For End Users (Application Layer):
When receiving an interrupt from an agent, the adk.InterruptInfo struct will have both populated:
- The new, structured
InterruptContextsfield. - The legacy
Datafield, which will contain the original interrupt information (e.g.,ChatModelAgentInterruptInfoorWorkflowInterruptInfo).
This allows end users to gradually migrate their application logic to use the richer InterruptContexts while still having access to the old Data field when needed.
For Agent Developers:
When a legacy agent’s Resume method is called, the adk.ResumeInfo struct it receives still contains the now-deprecated embedded InterruptInfo field. This field is populated with the same legacy data structures, allowing agent developers to maintain their existing resume logic without immediately updating to the new address-aware APIs.
// --- End User Perspective ---
// After an agent run, you receive an interrupt event.
if event.Action != nil && event.Action.Interrupted != nil {
interruptInfo := event.Action.Interrupted
// 1. New way: Access structured interrupt contexts
if len(interruptInfo.InterruptContexts) > 0 {
fmt.Printf("New structured context available: %+v\n", interruptInfo.InterruptContexts[0])
}
// 2. Old way (still works): Access the legacy Data field
if chatInterrupt, ok := interruptInfo.Data.(*adk.ChatModelAgentInterruptInfo); ok {
fmt.Printf("Legacy ChatModelAgentInterruptInfo still accessible.\n")
// ... logic using the old struct
}
}
// --- Agent Developer Perspective ---
// Inside a legacy agent's Resume method:
func (a *myLegacyAgent) Resume(ctx context.Context, info *adk.ResumeInfo) *adk.AsyncIterator[*adk.AgentEvent] {
// The deprecated embedded InterruptInfo field will still be populated.
// This allows old resume logic to continue working.
if info.InterruptInfo != nil {
if chatInterrupt, ok := info.InterruptInfo.Data.(*adk.ChatModelAgentInterruptInfo); ok {
// ... existing resume logic relying on the old ChatModelAgentInterruptInfo struct
fmt.Println("Resuming based on legacy InterruptInfo.Data field.")
}
}
// ... continue execution
}
Migration Advantages
- Preserve Legacy Behavior: Existing code will continue to work as it did. Old interrupt patterns will not cause crashes, but they also won’t automatically gain new address-aware capabilities without modification.

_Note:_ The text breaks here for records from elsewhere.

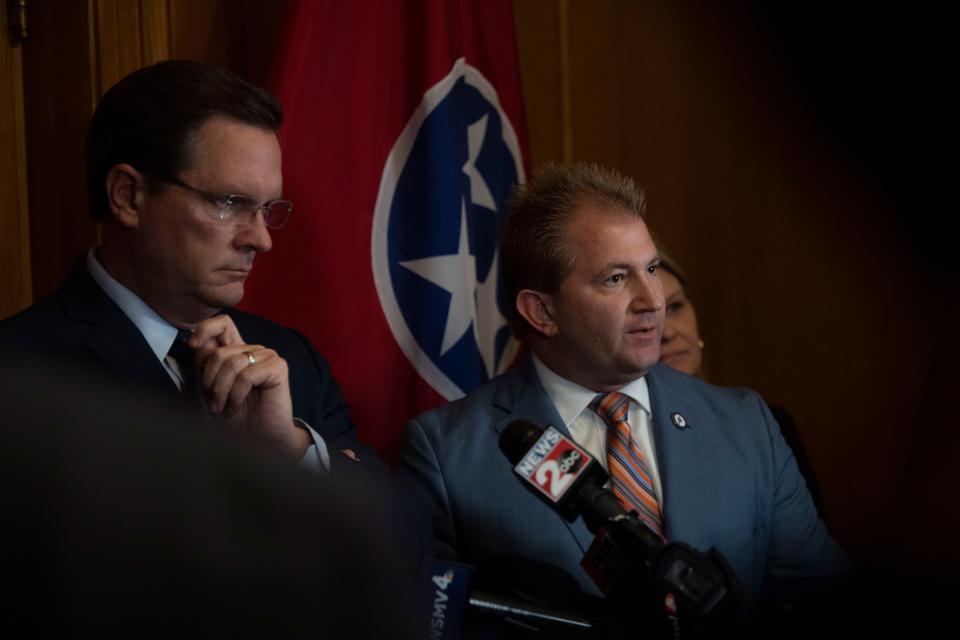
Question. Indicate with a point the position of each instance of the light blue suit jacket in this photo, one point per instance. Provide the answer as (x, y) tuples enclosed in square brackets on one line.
[(729, 481)]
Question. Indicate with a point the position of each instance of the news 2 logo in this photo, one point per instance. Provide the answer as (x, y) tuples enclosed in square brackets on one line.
[(552, 464)]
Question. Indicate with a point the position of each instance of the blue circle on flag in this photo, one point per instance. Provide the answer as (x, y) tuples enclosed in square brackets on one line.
[(438, 221)]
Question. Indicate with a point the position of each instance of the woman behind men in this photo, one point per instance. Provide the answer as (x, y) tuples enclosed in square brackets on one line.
[(682, 348)]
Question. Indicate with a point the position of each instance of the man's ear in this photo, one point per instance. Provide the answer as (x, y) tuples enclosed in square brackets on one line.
[(125, 186), (537, 309)]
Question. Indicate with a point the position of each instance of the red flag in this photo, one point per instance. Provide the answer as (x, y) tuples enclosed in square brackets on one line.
[(402, 136)]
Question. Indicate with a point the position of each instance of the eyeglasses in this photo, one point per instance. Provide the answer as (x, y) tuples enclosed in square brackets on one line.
[(240, 210)]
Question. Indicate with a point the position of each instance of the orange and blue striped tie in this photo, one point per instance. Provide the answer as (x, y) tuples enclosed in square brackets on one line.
[(629, 473)]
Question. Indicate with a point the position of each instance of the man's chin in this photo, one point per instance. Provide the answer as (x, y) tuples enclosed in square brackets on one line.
[(225, 296)]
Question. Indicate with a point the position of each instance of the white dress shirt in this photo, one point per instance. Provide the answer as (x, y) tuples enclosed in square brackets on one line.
[(589, 430), (160, 335)]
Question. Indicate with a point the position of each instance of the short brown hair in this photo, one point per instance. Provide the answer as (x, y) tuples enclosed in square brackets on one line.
[(150, 118), (533, 245)]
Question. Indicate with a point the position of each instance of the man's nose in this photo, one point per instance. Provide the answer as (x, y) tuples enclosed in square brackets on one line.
[(255, 235), (647, 294)]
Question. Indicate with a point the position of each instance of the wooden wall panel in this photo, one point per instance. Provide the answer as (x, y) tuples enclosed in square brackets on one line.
[(58, 97), (817, 280), (15, 281)]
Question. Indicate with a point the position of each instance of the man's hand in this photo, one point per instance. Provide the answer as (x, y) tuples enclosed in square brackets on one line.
[(247, 387)]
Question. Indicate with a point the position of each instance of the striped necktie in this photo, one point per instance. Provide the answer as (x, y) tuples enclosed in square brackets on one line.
[(629, 473)]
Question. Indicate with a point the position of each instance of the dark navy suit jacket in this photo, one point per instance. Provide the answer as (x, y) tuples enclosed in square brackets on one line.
[(80, 325)]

- Gradual Adoption: Teams can selectively enable new features on a case-by-case basis. For example, you can wrap legacy interrupts with
WrapInterruptAndRerunIfNeededonly in workflows where you need targeted resume. - Enhanced Functionality: The new addressing system provides richer structured context (
InterruptCtx) for all interrupts, while the old data fields are still populated for full compatibility. - Flexible State Management: For static graph interrupts, you can choose modern, direct state modification via the
.Infofield, or continue using the oldWithStateModifieroption.
This backward compatibility model ensures a smooth transition for existing users while providing a clear path to adopting the new human-in-the-loop features.